The U.S. has two obligations to Taiwan under the Taiwan Relations Act: to sell it arms and to maintain the capacity to protect the island. In essence, it doesn’t have to defend Taiwan, but it can.

“The assumption is that China will continue to assume that the United States will come to Taiwan’s defense and it will plan accordingly. Given that variable, China will continue to decide that force is not its best bet,” says Mr. Sacks.  

At the same time, the ambiguity deterred Taiwan from declaring independence, which would have angered China, and risked a war without U.S. support.

Why do some in Congress want it to end?

Strategic ambiguity has kept the peace so far, but a smattering of voices on both sides of the aisle on Capitol Hill, including Republican Sen. Thom Tillis of North Carolina, a member of the Senate Armed Services Committee, think that a clearer U.S. commitment to Taiwan would work better in the future. “I think that removing the ambiguity would be good,” Senator Tillis said recently at Politico’s Defense Forum. 

He and some of his colleagues believe U.S. policy should be a more active deterrent, given that an increasingly powerful China is running more and more military exercises in Taiwan’s airspace and has grown more aggressive in its rhetoric. 

“In the past, Chinese leaders have said that they would engage in strategic patience, and they didn’t have a timeline for reuniting Taiwan with the mainland,” says Peter Mansoor, chair in military history at The Ohio State University.

But not Xi Jinping. The Chinese leader has said he wants reunification while he is in office, and China’s growing military prowess raises the chances he might try to achieve that. 

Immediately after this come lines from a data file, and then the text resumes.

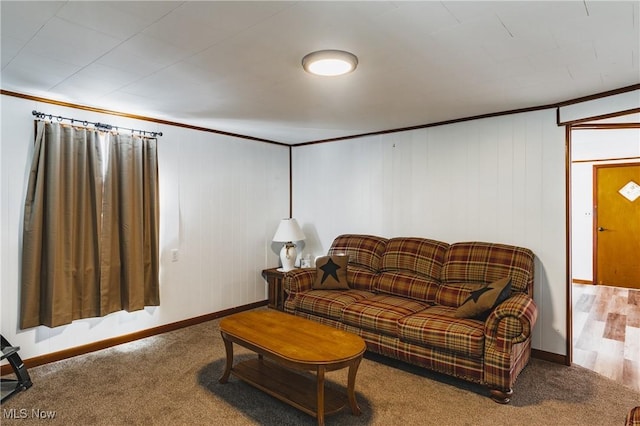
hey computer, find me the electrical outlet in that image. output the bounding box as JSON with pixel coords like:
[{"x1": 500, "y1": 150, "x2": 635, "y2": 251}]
[{"x1": 171, "y1": 249, "x2": 179, "y2": 262}]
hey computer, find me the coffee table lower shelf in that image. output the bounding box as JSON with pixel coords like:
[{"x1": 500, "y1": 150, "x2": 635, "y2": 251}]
[{"x1": 232, "y1": 358, "x2": 347, "y2": 418}]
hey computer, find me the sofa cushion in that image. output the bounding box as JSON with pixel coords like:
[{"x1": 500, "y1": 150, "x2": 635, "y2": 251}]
[
  {"x1": 313, "y1": 255, "x2": 349, "y2": 289},
  {"x1": 328, "y1": 234, "x2": 388, "y2": 271},
  {"x1": 435, "y1": 282, "x2": 485, "y2": 307},
  {"x1": 398, "y1": 308, "x2": 485, "y2": 358},
  {"x1": 342, "y1": 294, "x2": 430, "y2": 337},
  {"x1": 442, "y1": 242, "x2": 534, "y2": 294},
  {"x1": 346, "y1": 265, "x2": 379, "y2": 292},
  {"x1": 376, "y1": 271, "x2": 440, "y2": 302},
  {"x1": 380, "y1": 237, "x2": 449, "y2": 281},
  {"x1": 454, "y1": 277, "x2": 512, "y2": 319},
  {"x1": 294, "y1": 290, "x2": 375, "y2": 321}
]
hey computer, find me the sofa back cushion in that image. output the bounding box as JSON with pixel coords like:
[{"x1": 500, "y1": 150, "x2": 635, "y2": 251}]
[
  {"x1": 375, "y1": 237, "x2": 449, "y2": 302},
  {"x1": 435, "y1": 282, "x2": 485, "y2": 307},
  {"x1": 376, "y1": 272, "x2": 440, "y2": 302},
  {"x1": 441, "y1": 242, "x2": 535, "y2": 295},
  {"x1": 380, "y1": 237, "x2": 449, "y2": 279},
  {"x1": 329, "y1": 234, "x2": 388, "y2": 272},
  {"x1": 347, "y1": 266, "x2": 379, "y2": 292}
]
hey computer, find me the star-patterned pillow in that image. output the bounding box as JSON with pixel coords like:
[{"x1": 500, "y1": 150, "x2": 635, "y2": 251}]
[
  {"x1": 312, "y1": 255, "x2": 350, "y2": 290},
  {"x1": 453, "y1": 277, "x2": 512, "y2": 319}
]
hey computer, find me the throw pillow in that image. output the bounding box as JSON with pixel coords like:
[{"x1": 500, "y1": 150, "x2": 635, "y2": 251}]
[
  {"x1": 313, "y1": 255, "x2": 350, "y2": 290},
  {"x1": 453, "y1": 277, "x2": 512, "y2": 319}
]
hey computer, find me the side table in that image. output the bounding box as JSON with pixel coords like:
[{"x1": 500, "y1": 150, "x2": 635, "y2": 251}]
[{"x1": 262, "y1": 268, "x2": 286, "y2": 310}]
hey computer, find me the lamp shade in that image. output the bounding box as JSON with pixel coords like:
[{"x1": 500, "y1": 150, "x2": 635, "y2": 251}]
[{"x1": 272, "y1": 218, "x2": 305, "y2": 242}]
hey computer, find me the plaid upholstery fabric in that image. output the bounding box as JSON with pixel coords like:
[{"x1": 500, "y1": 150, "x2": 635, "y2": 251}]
[
  {"x1": 418, "y1": 305, "x2": 455, "y2": 316},
  {"x1": 484, "y1": 338, "x2": 531, "y2": 391},
  {"x1": 342, "y1": 294, "x2": 429, "y2": 337},
  {"x1": 380, "y1": 237, "x2": 449, "y2": 280},
  {"x1": 627, "y1": 407, "x2": 640, "y2": 426},
  {"x1": 485, "y1": 293, "x2": 538, "y2": 351},
  {"x1": 294, "y1": 289, "x2": 375, "y2": 320},
  {"x1": 283, "y1": 268, "x2": 316, "y2": 294},
  {"x1": 283, "y1": 298, "x2": 297, "y2": 314},
  {"x1": 398, "y1": 309, "x2": 485, "y2": 357},
  {"x1": 375, "y1": 271, "x2": 440, "y2": 302},
  {"x1": 483, "y1": 293, "x2": 537, "y2": 390},
  {"x1": 347, "y1": 265, "x2": 378, "y2": 291},
  {"x1": 435, "y1": 282, "x2": 485, "y2": 307},
  {"x1": 291, "y1": 310, "x2": 353, "y2": 332},
  {"x1": 329, "y1": 234, "x2": 388, "y2": 271},
  {"x1": 442, "y1": 242, "x2": 535, "y2": 294},
  {"x1": 289, "y1": 291, "x2": 535, "y2": 391},
  {"x1": 358, "y1": 327, "x2": 485, "y2": 383},
  {"x1": 283, "y1": 259, "x2": 377, "y2": 294},
  {"x1": 283, "y1": 234, "x2": 538, "y2": 397}
]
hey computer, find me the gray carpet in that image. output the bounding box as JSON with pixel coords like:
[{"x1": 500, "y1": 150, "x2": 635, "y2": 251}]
[{"x1": 1, "y1": 309, "x2": 638, "y2": 425}]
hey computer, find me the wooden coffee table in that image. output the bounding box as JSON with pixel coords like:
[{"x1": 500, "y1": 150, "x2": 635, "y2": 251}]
[{"x1": 219, "y1": 310, "x2": 366, "y2": 425}]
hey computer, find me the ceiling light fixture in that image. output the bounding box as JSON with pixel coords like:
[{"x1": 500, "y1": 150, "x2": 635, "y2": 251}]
[{"x1": 302, "y1": 50, "x2": 358, "y2": 76}]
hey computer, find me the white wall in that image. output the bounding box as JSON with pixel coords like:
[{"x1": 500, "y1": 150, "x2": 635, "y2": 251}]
[
  {"x1": 3, "y1": 89, "x2": 635, "y2": 362},
  {"x1": 571, "y1": 128, "x2": 640, "y2": 281},
  {"x1": 293, "y1": 109, "x2": 567, "y2": 355},
  {"x1": 0, "y1": 94, "x2": 289, "y2": 359}
]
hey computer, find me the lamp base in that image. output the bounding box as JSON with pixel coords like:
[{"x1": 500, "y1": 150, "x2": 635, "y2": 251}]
[{"x1": 279, "y1": 243, "x2": 297, "y2": 272}]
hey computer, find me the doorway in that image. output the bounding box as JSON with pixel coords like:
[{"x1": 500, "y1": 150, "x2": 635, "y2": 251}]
[{"x1": 570, "y1": 122, "x2": 640, "y2": 390}]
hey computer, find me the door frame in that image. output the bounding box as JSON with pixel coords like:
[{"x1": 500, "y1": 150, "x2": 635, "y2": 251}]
[{"x1": 567, "y1": 122, "x2": 640, "y2": 365}]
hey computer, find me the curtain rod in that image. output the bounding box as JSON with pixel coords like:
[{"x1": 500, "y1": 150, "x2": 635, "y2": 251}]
[{"x1": 32, "y1": 110, "x2": 163, "y2": 137}]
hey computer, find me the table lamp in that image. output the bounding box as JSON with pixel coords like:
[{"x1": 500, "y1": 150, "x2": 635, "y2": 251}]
[{"x1": 272, "y1": 218, "x2": 305, "y2": 272}]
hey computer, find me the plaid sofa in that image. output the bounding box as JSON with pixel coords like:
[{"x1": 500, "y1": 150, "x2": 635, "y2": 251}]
[{"x1": 283, "y1": 234, "x2": 537, "y2": 404}]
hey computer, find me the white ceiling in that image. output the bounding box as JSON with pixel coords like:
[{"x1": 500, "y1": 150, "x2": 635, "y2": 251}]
[{"x1": 1, "y1": 1, "x2": 639, "y2": 144}]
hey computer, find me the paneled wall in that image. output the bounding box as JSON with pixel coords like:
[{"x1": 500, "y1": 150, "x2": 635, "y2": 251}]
[
  {"x1": 292, "y1": 109, "x2": 567, "y2": 355},
  {"x1": 0, "y1": 95, "x2": 289, "y2": 359}
]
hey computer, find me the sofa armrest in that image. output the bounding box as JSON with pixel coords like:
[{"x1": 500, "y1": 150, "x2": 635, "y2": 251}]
[
  {"x1": 484, "y1": 293, "x2": 538, "y2": 353},
  {"x1": 283, "y1": 268, "x2": 316, "y2": 295}
]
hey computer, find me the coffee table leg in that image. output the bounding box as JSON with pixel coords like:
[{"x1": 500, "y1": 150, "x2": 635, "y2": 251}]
[
  {"x1": 219, "y1": 334, "x2": 234, "y2": 384},
  {"x1": 317, "y1": 366, "x2": 326, "y2": 426},
  {"x1": 347, "y1": 356, "x2": 362, "y2": 415}
]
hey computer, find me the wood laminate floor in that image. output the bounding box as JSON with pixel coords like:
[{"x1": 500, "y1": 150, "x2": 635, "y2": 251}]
[{"x1": 572, "y1": 283, "x2": 640, "y2": 391}]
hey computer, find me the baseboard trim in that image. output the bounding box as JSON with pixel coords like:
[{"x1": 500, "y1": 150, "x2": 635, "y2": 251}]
[
  {"x1": 1, "y1": 300, "x2": 268, "y2": 376},
  {"x1": 572, "y1": 279, "x2": 593, "y2": 285},
  {"x1": 531, "y1": 348, "x2": 569, "y2": 365}
]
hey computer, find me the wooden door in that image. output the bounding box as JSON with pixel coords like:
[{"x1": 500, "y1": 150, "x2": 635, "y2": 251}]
[{"x1": 594, "y1": 163, "x2": 640, "y2": 289}]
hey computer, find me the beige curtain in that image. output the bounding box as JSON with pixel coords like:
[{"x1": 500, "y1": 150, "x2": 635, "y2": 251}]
[
  {"x1": 20, "y1": 122, "x2": 160, "y2": 329},
  {"x1": 100, "y1": 133, "x2": 160, "y2": 313},
  {"x1": 21, "y1": 122, "x2": 104, "y2": 328}
]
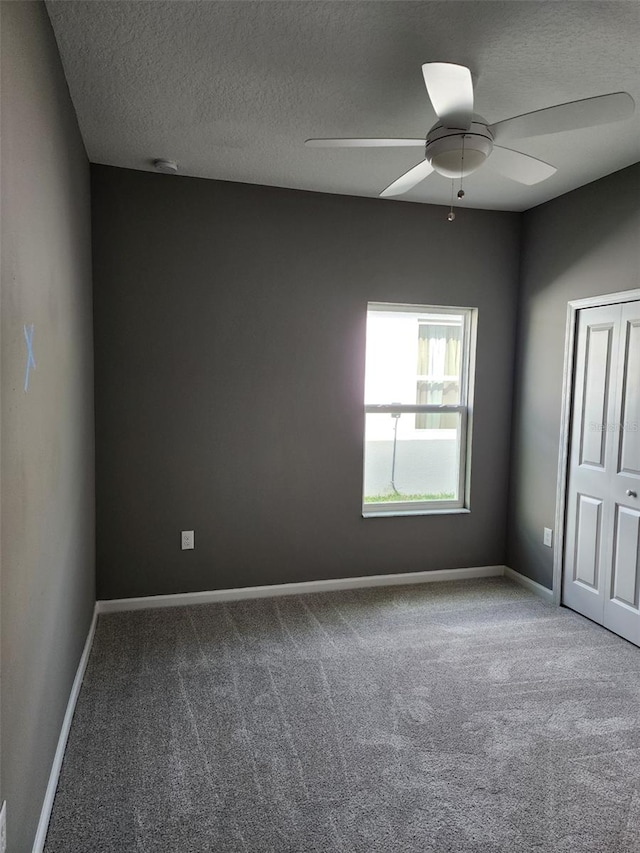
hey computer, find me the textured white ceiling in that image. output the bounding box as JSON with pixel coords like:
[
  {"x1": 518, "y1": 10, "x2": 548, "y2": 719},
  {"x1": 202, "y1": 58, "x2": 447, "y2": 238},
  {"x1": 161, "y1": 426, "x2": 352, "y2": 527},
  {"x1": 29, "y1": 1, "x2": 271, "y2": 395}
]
[{"x1": 46, "y1": 1, "x2": 640, "y2": 212}]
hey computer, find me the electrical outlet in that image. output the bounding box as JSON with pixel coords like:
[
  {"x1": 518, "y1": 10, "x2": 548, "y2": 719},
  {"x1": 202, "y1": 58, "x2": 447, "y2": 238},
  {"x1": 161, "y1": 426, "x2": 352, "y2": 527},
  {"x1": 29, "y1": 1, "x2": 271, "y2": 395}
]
[
  {"x1": 181, "y1": 530, "x2": 194, "y2": 550},
  {"x1": 1, "y1": 800, "x2": 7, "y2": 853},
  {"x1": 543, "y1": 527, "x2": 553, "y2": 548}
]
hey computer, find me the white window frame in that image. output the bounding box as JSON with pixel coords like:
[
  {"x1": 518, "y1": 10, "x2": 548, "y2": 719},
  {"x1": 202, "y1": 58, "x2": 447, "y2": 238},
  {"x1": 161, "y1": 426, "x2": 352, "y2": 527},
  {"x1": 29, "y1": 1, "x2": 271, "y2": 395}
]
[{"x1": 362, "y1": 302, "x2": 477, "y2": 517}]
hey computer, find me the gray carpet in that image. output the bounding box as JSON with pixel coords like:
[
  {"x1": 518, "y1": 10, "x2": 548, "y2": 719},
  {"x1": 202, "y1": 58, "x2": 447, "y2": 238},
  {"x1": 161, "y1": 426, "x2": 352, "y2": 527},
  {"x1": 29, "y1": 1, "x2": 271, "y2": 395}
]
[{"x1": 44, "y1": 577, "x2": 640, "y2": 853}]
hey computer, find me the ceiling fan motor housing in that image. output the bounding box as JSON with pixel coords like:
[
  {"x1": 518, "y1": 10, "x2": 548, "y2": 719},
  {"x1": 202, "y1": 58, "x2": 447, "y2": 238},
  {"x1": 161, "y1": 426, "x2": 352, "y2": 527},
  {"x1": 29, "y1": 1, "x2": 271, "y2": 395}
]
[{"x1": 426, "y1": 120, "x2": 494, "y2": 178}]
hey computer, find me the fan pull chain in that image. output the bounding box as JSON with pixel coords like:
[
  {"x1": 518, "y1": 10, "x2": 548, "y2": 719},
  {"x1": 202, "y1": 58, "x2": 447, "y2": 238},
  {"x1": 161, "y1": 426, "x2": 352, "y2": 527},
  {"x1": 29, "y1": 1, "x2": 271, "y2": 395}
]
[
  {"x1": 458, "y1": 134, "x2": 466, "y2": 200},
  {"x1": 447, "y1": 179, "x2": 455, "y2": 221}
]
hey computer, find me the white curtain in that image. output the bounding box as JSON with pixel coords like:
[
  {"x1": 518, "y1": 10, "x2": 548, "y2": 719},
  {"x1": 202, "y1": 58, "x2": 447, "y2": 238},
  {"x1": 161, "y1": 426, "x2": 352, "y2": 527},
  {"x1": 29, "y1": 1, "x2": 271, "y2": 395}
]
[{"x1": 416, "y1": 324, "x2": 461, "y2": 428}]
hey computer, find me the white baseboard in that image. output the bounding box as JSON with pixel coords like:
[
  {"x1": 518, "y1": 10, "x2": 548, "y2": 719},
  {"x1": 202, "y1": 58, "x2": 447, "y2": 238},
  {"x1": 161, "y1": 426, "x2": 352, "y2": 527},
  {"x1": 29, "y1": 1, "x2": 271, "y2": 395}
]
[
  {"x1": 504, "y1": 566, "x2": 554, "y2": 604},
  {"x1": 96, "y1": 565, "x2": 507, "y2": 614},
  {"x1": 32, "y1": 605, "x2": 98, "y2": 853}
]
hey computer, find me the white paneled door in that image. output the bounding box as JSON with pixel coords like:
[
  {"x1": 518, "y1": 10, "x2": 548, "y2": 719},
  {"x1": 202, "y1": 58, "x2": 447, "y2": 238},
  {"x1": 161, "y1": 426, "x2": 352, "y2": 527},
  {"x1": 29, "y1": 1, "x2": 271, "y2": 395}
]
[{"x1": 563, "y1": 301, "x2": 640, "y2": 646}]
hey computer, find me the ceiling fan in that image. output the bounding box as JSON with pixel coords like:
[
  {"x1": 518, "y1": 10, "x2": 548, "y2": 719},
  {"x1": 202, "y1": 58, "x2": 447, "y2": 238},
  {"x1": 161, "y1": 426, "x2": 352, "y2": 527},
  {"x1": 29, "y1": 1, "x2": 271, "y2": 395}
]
[{"x1": 305, "y1": 63, "x2": 635, "y2": 198}]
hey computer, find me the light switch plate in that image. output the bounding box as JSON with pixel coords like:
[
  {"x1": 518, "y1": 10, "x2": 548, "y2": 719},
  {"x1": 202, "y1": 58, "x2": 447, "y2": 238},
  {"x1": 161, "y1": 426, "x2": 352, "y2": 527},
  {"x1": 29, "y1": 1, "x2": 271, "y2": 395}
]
[
  {"x1": 181, "y1": 530, "x2": 194, "y2": 550},
  {"x1": 543, "y1": 527, "x2": 553, "y2": 548}
]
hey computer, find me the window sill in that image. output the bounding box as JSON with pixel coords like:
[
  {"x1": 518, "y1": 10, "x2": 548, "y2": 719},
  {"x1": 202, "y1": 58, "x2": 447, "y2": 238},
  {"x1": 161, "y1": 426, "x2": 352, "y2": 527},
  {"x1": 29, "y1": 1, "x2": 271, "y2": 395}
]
[{"x1": 362, "y1": 508, "x2": 471, "y2": 518}]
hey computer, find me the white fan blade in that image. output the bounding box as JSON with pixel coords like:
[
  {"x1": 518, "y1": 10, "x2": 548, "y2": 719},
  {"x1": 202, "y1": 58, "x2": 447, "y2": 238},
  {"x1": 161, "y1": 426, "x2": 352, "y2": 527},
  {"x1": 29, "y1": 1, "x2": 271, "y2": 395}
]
[
  {"x1": 422, "y1": 63, "x2": 474, "y2": 130},
  {"x1": 490, "y1": 92, "x2": 635, "y2": 141},
  {"x1": 380, "y1": 159, "x2": 434, "y2": 198},
  {"x1": 488, "y1": 146, "x2": 556, "y2": 185},
  {"x1": 305, "y1": 138, "x2": 426, "y2": 148}
]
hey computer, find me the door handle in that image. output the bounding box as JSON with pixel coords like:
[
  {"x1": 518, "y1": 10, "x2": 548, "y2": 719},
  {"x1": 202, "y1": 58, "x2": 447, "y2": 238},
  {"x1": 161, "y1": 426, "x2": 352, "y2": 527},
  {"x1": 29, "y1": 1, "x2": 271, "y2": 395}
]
[{"x1": 627, "y1": 490, "x2": 638, "y2": 498}]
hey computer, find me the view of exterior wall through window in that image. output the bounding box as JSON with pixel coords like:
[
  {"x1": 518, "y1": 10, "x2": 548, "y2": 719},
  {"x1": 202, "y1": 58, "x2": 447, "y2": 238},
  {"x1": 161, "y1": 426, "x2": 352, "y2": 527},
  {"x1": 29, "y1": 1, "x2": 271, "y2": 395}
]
[{"x1": 363, "y1": 302, "x2": 476, "y2": 516}]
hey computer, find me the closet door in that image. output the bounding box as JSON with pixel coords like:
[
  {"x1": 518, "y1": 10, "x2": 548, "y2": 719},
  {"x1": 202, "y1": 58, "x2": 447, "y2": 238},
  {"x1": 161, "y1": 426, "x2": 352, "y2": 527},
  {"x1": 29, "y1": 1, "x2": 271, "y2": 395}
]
[
  {"x1": 563, "y1": 304, "x2": 621, "y2": 625},
  {"x1": 563, "y1": 301, "x2": 640, "y2": 647},
  {"x1": 602, "y1": 302, "x2": 640, "y2": 645}
]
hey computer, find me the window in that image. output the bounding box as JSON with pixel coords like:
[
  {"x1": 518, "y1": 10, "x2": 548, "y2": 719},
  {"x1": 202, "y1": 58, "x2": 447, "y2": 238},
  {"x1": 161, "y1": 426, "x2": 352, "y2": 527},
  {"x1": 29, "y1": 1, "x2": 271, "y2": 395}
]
[{"x1": 362, "y1": 302, "x2": 476, "y2": 516}]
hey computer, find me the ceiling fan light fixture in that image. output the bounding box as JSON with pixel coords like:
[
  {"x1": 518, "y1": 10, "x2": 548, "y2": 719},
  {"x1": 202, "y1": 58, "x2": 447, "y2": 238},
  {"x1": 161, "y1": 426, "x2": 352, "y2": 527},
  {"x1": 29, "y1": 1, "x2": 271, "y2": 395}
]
[
  {"x1": 430, "y1": 145, "x2": 488, "y2": 178},
  {"x1": 426, "y1": 123, "x2": 494, "y2": 179}
]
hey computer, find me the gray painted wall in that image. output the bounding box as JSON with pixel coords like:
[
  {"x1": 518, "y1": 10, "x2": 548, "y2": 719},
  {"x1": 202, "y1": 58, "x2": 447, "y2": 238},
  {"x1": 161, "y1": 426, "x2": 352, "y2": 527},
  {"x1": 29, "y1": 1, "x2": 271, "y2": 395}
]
[
  {"x1": 92, "y1": 165, "x2": 520, "y2": 600},
  {"x1": 0, "y1": 3, "x2": 95, "y2": 851},
  {"x1": 507, "y1": 164, "x2": 640, "y2": 589}
]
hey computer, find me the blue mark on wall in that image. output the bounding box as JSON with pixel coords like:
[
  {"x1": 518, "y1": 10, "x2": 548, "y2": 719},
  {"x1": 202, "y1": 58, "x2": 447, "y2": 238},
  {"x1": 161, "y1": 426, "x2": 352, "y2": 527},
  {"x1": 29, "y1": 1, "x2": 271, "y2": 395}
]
[{"x1": 23, "y1": 324, "x2": 36, "y2": 392}]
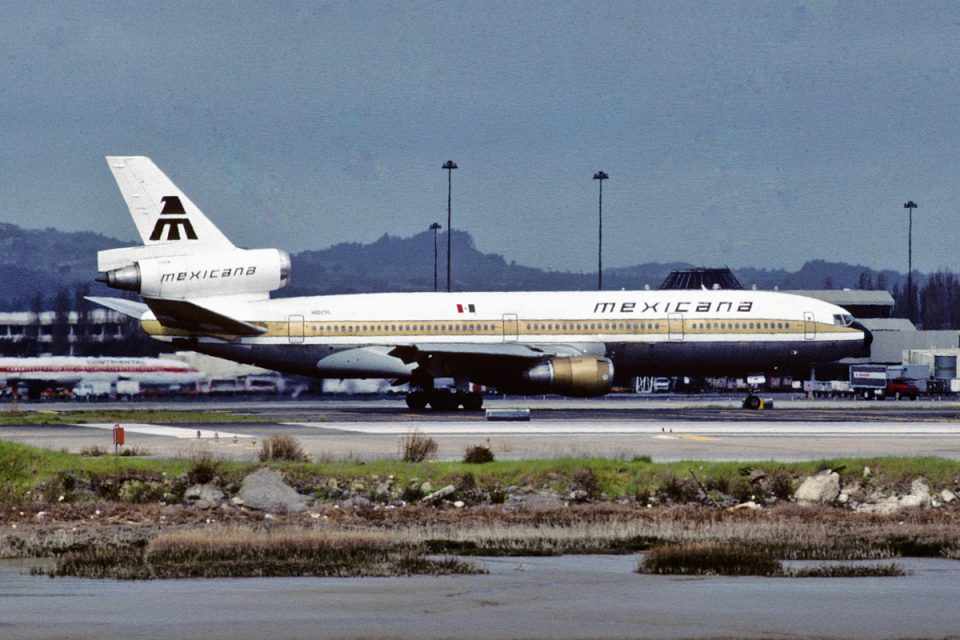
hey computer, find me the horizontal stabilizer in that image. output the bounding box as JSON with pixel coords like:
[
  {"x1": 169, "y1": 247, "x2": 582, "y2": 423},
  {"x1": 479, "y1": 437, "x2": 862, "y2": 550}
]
[
  {"x1": 143, "y1": 298, "x2": 266, "y2": 336},
  {"x1": 85, "y1": 297, "x2": 149, "y2": 319}
]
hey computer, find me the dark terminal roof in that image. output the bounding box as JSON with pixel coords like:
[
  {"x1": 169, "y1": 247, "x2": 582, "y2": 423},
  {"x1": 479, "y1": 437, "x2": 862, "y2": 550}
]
[{"x1": 658, "y1": 268, "x2": 744, "y2": 290}]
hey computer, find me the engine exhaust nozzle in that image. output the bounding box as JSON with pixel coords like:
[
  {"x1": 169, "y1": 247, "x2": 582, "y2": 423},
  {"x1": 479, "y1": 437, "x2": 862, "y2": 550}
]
[{"x1": 98, "y1": 264, "x2": 141, "y2": 293}]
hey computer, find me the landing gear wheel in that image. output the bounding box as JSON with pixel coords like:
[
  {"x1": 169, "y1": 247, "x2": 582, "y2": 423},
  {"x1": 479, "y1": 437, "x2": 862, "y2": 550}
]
[
  {"x1": 428, "y1": 392, "x2": 456, "y2": 411},
  {"x1": 461, "y1": 393, "x2": 484, "y2": 411},
  {"x1": 405, "y1": 391, "x2": 428, "y2": 411},
  {"x1": 743, "y1": 395, "x2": 762, "y2": 410}
]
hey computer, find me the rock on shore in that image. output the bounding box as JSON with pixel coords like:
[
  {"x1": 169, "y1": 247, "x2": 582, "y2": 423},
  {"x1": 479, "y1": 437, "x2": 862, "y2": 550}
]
[
  {"x1": 794, "y1": 470, "x2": 840, "y2": 504},
  {"x1": 184, "y1": 484, "x2": 225, "y2": 510},
  {"x1": 856, "y1": 478, "x2": 934, "y2": 514},
  {"x1": 237, "y1": 469, "x2": 309, "y2": 513}
]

The U.S. has three options, says Professor Mansoor. The least likely is that it could leave Taiwan on its own. Or Washington could officially commit to defending Taiwan, and risk involvement in a war. Or it could continue with strategic ambiguity.

Professors Mansoor and Hickey support the third path, increasing arms sales, cooperating with local allies, and training Taiwan’s military. The Taiwan Strait may be especially tense now, says Professor Hickey, but it’s been worse before. Relations there are fragile, he points out, and require careful management. 

“You’re taking a policy that has worked well, and deterred both sides from making trouble for decades, and you’re going to change that,” says Professor Hickey. “I think that’s pretty risky.”

Editor's note: This article has been updated Dennis V. Hickey's current status at Missouri State University. He is a professor emeritus.